Once the devices have been fabricated, they are ready to be attached to a sample holder using silver epoxy. Wire bonding between the sample's bonding pads and the sample holder's connection pins is done using 25 μm Al wire. It is best to avoid observing the devices in a Scanning Electron Microscope (SEM) because there is a risk of damaging them. Instead, there are simple tests that can be done at fairly high temperatures (~4 K) and that allow to confirm if any of the gates are broken or missing before cooling the sample in a dilution refrigerator for further characterization. One of these tests consists in applying a voltage bias between two ohmic contacts and measuring the current driven through the sample as a function of the voltage applied on a pair of gates. An example of such measurements is shown in Figure 5. The curves in Figure 5 show two distinct regimes. The first regime ranges from 0 V to -750 mV and presents two depletion steps: one at about -300mV corresponding to the depletion of the 200 nm wide leads and one at about -750mV corresponding to the depletion of the 60 nm wide gates. The second regime at lower voltages shows plateaus that correspond to the quantization of the conductance. Typical values for pinch-off points between pairs of gates range between -500mV to -2V. Moreover, one shouldn't apply positive voltage above 500 or 600 mV on a gate since it could damage the Schottky barrier.
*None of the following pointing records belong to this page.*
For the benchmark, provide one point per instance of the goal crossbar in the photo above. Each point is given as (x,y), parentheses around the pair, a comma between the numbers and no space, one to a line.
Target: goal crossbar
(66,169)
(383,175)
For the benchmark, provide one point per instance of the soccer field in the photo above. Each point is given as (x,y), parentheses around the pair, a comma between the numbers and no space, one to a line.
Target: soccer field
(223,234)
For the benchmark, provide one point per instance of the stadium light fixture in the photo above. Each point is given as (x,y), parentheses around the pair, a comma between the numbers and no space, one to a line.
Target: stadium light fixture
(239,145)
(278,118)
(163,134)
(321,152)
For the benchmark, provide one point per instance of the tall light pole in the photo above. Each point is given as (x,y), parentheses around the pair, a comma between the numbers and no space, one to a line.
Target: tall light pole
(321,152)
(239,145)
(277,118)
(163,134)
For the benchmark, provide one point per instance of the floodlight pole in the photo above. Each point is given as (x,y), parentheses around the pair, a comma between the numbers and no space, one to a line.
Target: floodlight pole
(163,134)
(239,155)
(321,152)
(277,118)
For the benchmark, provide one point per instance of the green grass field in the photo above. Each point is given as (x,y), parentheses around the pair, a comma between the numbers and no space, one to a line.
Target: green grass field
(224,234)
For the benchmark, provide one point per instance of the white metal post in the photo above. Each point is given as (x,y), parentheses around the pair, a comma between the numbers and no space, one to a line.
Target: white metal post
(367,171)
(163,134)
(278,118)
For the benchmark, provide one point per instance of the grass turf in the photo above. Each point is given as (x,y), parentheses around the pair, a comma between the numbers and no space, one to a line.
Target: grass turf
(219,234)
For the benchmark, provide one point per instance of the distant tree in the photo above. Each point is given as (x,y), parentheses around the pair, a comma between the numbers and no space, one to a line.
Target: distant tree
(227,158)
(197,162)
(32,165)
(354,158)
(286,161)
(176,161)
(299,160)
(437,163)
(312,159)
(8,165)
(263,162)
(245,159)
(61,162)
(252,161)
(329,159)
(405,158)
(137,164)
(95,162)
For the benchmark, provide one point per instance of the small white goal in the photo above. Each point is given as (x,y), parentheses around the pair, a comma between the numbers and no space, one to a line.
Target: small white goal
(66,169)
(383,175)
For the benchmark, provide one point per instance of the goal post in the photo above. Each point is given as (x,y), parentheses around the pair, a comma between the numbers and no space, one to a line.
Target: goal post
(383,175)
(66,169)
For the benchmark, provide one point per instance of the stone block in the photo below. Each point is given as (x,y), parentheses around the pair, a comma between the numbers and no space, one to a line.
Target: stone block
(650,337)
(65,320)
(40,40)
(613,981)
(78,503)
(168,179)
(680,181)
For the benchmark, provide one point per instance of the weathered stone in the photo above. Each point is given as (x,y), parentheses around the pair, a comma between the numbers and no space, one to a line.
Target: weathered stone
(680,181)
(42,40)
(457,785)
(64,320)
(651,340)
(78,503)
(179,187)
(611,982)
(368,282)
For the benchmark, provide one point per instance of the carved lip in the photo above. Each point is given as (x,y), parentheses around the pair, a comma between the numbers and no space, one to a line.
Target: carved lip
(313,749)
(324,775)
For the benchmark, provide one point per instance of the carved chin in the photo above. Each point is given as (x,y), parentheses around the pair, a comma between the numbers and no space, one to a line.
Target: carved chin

From Figure 5, it is possible to conclude that, in the case of this particular sample, the gates are likely to be geometrically similar since the TC-TL and TC-TR pairs pinch off the current at approximately equal voltages. The same goes for the TC-BL and TC-BR pairs. However, the fact that the current still flows between the TC and BC gates even for high voltages indicates that the BC gate is either broken or missing. Usually, about 50% of the tested devices have fully functional gates and ohmic contacts.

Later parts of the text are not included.